Ainsi, après avoir étudié dans les yeshivoth les plus prestigieuses de Hongrie, dont l’une était dirigée par un Docteur en philosophie, Emeric Deutsch devient l’élève de Piaget à Paris, après la Shoah, psychanalyste membre de la Société psychanalytique de Paris, l’un des fondateurs et des Présidents directeurs généraux de la Sofrès et professeur de psychologie sociale  à l’Institut d’études politiques de Paris.

Réciproquement, il fait entrer Freud, sans se départir de sa rigueur méthodologique, dans le cercle des penseurs juifs, que l’on considère les buts ou les moyens caractérisant et le projet de civilisation juif et l’herméneutique. En effet, judaïsme et psychanalyse définissent tous deux comme idéal humain la maîtrise des pulsions, qui ne peut passer que par la libre reconnaissance par l’homme de ses limites, face à une loi transcendante. Elles développent une herméneutique commune, Emeric Deutsch montrant que le Talmud interprète la Bible comme Freud interprète l’inconscient, soucieux de discerner le sens caché des mots derrière toute parole.

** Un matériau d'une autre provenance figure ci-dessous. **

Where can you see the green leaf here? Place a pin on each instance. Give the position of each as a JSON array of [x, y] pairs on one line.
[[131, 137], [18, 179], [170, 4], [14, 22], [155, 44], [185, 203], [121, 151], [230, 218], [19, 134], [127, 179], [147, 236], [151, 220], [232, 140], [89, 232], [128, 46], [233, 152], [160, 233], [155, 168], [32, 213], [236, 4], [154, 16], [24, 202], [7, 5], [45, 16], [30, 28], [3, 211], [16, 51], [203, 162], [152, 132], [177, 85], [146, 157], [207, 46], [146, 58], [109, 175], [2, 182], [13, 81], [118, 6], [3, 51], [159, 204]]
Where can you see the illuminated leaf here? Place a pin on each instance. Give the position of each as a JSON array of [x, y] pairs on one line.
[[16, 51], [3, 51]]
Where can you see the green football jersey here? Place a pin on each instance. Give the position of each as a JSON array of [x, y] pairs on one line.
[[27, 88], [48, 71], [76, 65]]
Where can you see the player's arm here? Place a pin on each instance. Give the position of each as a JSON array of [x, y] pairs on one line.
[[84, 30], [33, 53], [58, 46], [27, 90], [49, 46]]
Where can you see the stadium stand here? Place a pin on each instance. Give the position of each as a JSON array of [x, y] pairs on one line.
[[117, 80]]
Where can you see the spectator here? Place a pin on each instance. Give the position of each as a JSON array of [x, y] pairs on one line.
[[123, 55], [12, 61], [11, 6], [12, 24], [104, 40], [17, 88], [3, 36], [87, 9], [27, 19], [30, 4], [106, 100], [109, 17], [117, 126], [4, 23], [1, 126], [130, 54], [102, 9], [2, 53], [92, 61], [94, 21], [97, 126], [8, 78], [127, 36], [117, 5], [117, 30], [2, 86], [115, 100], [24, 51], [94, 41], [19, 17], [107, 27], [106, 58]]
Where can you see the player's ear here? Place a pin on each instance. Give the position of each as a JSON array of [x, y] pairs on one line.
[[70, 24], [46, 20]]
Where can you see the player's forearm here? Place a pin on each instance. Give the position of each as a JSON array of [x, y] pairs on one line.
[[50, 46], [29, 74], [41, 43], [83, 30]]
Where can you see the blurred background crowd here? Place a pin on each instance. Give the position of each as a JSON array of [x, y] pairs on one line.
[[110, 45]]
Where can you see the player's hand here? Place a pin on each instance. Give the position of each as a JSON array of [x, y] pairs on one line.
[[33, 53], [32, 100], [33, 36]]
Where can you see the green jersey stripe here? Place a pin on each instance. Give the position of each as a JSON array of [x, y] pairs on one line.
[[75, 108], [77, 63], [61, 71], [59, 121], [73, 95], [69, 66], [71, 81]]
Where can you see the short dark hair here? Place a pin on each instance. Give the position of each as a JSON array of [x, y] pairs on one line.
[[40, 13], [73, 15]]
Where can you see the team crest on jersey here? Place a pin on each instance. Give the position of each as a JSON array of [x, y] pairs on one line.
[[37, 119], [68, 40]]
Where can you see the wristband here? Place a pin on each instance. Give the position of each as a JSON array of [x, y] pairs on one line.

La deuxième rupture, ou plutôt l’abîme, qui va s’ouvrir dans l’histoire juive et qu’Emeric Deutsch s’efforce de penser, est la Shoah. Appartenant par son père à la lignée des grands-prêtres du temple de Jérusalem, il s’interroge sans relâche sur les moyens de réparer l’accroc fait par la Shoah dans la relation entretenue par une partie du peuple juif avec le judaïsme. Pourquoi et comment rester juif après la Shoah ? Qu’est-ce que l’antisémitisme ?

Déporté dans un camp de travaux forcés en Hongrie pendant la Shoah, échappant à la mort grâce au respect du jeûne du neuf Av et des règles alimentaires juives, évadé deux fois, résistant, torturé, en deuil éternel des membres de sa famille et des six millions de Juifs assassinés par les nazis, Emeric Deutsch cherche à refonder la nécessité de l’étude, tout comme celle de la pratique. Mais pour cela, il faut trouver des réponses sans appel, mobilisant toutes les ressources de l’intelligence et de l’amour du peuple juif.

Si l’enjeu, pour le judaïsme comme pour toute civilisation, consiste à trouver les moyens de réaliser l’idéal universel que représente le règne de la justice et de la paix, alors Emeric Deutsch reformule, à l’aide des concepts et à partir des urgences qui sont ceux du XXe siècle, le principe de centralité du respect de la loi. Il met en lumière la singularité du postulat juif selon lequel la loi ne peut être respectée si elle n’est pas intériorisée. Il expose aux yeux de tous les deux grands dispositifs élaborés par le judaïsme permettant cette intériorisation de la loi. Ainsi, pour qu’elle ne s’apparente pas à  une morale plaquée, il convient de la réinterpréter à chaque génération, d’en retrouver les fondements, d’en entreprendre la généalogie. En un mot, il faut faire parler la parole.

D’autre part, puisque, comme nous le rappelle Emeric Deutsch, le verbe « connaître » signifie, au sens biblique, « être traversé par une réalité », il faut que le corps s’approprie la loi. C’est toute la fonction de la pratique, selon Emeric Deutsch. En définitive, il nous montre que le judaïsme préconise, non pas le refoulement des pulsions, mais leur mise au service du bien moral.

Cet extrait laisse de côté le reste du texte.